LightOj - 1336 - Sigma Function

Problem Link :  http://lightoj.com/volume_showproblem.php?problem=1336

Idea : Think about the problem naively, we need to iterate all  the number between 1 to n and find out if its SOD(sum of divisors) is odd or even.If a number is n then it can be written as,

  n=p1^e1*p2^e2*p3^e3.

and SOD  value can be written as ,

      SOD(n)=(p1^(e1+1)-1)/p1-1 *(p2^(e2+1)-1)/p2-1 * (p3^(e3+1)-1)/p3-1

from this equation we can said that if SOD value is odd then the power  of each prime factor should be EVEN except 2.Because ,only even power of a prime factor, gives odd value.For example ,

sigma(3^4)=3^4+3^3+3^2+3^1+3^0=121 which is odd.

and

sigma(3^3) = 3^3+3^2+3^1+3^0= 40 which is even.
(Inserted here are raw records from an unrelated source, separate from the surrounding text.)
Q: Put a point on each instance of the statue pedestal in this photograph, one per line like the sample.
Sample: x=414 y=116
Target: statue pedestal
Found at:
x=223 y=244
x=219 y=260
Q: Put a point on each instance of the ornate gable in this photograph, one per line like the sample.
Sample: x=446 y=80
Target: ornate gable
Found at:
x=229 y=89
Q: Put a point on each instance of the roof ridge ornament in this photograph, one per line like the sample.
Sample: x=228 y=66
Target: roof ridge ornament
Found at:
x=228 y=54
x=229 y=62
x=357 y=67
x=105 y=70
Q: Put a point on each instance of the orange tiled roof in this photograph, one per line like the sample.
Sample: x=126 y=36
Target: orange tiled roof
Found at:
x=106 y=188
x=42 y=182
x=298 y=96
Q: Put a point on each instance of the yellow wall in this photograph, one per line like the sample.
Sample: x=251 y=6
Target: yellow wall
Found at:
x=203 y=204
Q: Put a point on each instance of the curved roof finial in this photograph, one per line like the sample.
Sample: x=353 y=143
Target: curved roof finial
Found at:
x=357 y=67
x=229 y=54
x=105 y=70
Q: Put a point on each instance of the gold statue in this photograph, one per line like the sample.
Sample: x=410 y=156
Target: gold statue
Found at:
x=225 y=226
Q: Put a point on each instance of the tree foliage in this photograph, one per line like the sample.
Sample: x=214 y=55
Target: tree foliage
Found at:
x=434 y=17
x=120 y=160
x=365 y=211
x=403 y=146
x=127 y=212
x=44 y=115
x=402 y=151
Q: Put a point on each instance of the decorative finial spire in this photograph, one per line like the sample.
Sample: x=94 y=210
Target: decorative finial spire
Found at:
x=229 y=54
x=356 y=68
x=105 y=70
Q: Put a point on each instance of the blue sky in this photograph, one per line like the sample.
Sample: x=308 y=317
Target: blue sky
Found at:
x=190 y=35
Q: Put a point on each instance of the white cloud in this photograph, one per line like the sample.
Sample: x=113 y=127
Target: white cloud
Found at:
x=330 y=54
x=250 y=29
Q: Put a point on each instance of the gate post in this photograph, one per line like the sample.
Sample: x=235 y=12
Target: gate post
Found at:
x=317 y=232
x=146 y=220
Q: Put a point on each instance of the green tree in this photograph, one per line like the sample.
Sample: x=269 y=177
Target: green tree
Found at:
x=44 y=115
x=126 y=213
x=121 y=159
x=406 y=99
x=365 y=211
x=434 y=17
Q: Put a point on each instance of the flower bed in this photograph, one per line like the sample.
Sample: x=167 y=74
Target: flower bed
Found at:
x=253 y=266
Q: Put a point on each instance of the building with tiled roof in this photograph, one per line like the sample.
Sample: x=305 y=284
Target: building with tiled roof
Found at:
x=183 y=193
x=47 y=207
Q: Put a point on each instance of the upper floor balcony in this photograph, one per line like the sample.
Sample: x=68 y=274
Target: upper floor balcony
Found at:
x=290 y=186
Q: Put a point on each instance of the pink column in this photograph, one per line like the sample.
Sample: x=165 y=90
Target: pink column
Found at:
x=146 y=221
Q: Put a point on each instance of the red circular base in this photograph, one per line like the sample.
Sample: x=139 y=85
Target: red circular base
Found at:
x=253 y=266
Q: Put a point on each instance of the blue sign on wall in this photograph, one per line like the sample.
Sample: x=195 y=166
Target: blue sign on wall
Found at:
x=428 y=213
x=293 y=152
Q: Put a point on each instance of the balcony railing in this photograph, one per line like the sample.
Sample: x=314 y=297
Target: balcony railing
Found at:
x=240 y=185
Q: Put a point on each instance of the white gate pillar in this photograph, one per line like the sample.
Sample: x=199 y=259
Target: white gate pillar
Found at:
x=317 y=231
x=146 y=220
Lets,talk about the prime number 2.For ,even or odd each time sigma value for prime factor 2 is odd.

A number n can be written as,

 n=2^2i*p^2  , for odd value .2^2i gives odd value and p^2 for other prime numbers also gives odd value.odd*odd value is a odd value.

So,( 2^i*p)^2=n

     2^i*p = sqrt(n).

and other odd value is,

n=2^(2i+1)*p^2

 ( 2^i*p)^2=n/2

2^i*p = sqrt(n/2)

So,Even value will be, n-sqt(n)-sqrt(n/2).

Code First Then see solution

  Code :

  #include <bits/stdc++.h>

using namespace std;

int main()
{
    int t,l=0;
    cin>>t;
    while(t--)
    {
        l++;
        long long n;
        cin>>n;
        long long ans=0;
        ans=sqrt(n);
        ans+=sqrt(n/2);
        cout<<"Case "<<l<<": "<<n-ans<<endl;
    }
    return 0;
}